Emotional contagion in digital networks and rumor spread

At the individual level, the affect-as-information framework holds that under uncertainty and cognitive load, people often treat their emotional responses as heuristic cues for judging risk or credibility (Schwarz & Clore, 1983; Schwarz, 2012). Accordingly, negative emotional contagion (NEC) —the extent to which negative emotion induced by content resonates with individuals—may serve as a proximal psychological mechanism shaping belief and sharing behavior. Emotional contagion is not limited to offline settings: longitudinal network studies and platform-level experiments demonstrate that emotions spread across interpersonal layers of social networks (Fowler & Christakis, 2008) and can be evoked even in the absence of face-to-face cues (Kramer et al., 2014).

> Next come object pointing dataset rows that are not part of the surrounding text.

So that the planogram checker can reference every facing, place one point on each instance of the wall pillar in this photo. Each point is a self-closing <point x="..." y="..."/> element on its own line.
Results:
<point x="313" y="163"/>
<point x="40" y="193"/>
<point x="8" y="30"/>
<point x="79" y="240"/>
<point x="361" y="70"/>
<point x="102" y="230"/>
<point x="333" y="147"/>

During crises, emotional reactions become more persistent and contagious, producing multi-peak emotional dynamics and conformity-driven diffusion (Pröllochs et al., 2021; Zhou et al., 2023). At the content level, rumor threads and cascades often exhibit stronger anger, fear, and pessimistic tones and are linked to deeper propagation structures (Pröllochs et al., 2021;Vosoughi et al., 2018). Experimental and large-sample behavioral research further shows that high-arousal negative states (e.g., anxiety) can generally amplify people's belief in and willingness to share both false and true information, a pattern consistent with motivation-boosting and heuristic-processing mechanisms (Freiling et al., 2023).

Taken together, these findings suggest that, compared to debunking/true information, rumors are more likely to evoke stronger negative emotional contagion and trigger stronger sharing impulses.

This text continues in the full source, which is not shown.